Organization of early voting was well in hand by the end of July.

  OFA considered early voting especially important because it gave the campaign the chance to win what were called “low-propensity” or “sporadic” voters, registered voters who didn’t make a habit of showing up at the polls. These were the 50 million, more than one-third of the electorate, who mostly went for Obama in 2008 and stayed home in 2010. The Republicans’ base of older, white voters went to the polls more reliably. Bringing sporadic voters into the fold well before Election Day was essential.

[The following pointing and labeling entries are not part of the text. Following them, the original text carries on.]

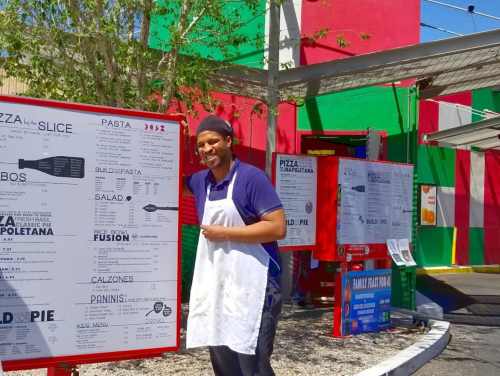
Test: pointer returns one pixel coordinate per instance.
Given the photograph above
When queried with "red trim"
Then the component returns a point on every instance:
(273, 180)
(462, 205)
(87, 108)
(73, 360)
(179, 237)
(492, 208)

  Finding them was the challenge. Analytics and Field concluded that it wasn’t the amount of information on each voter that mattered, but the total number of voters in battleground states about which something important could be noted. Vertica and Votebuilder ended up providing that and working just fine. By summer canvassers had sheets with a little notation next to the names of millions of battleground state voters that read something like this: “Voted in ’08, not ’10. Says she’s concerned about environment.” This indicated the woman was a “sporadic”—she hadn’t voted in 2010—which meant that the Romney campaign and a pollster like Gallup might not score her as a likely voter. But because a door-knocker noted her interest in the environment, she became a prime target for persuasion. If she decided for Obama and needed a babysitter or lift to the polls to vote early, she got one. Banking sporadic voters early—nailing down the 2008 Obama voters who stayed home in 2010—was central to the game plan.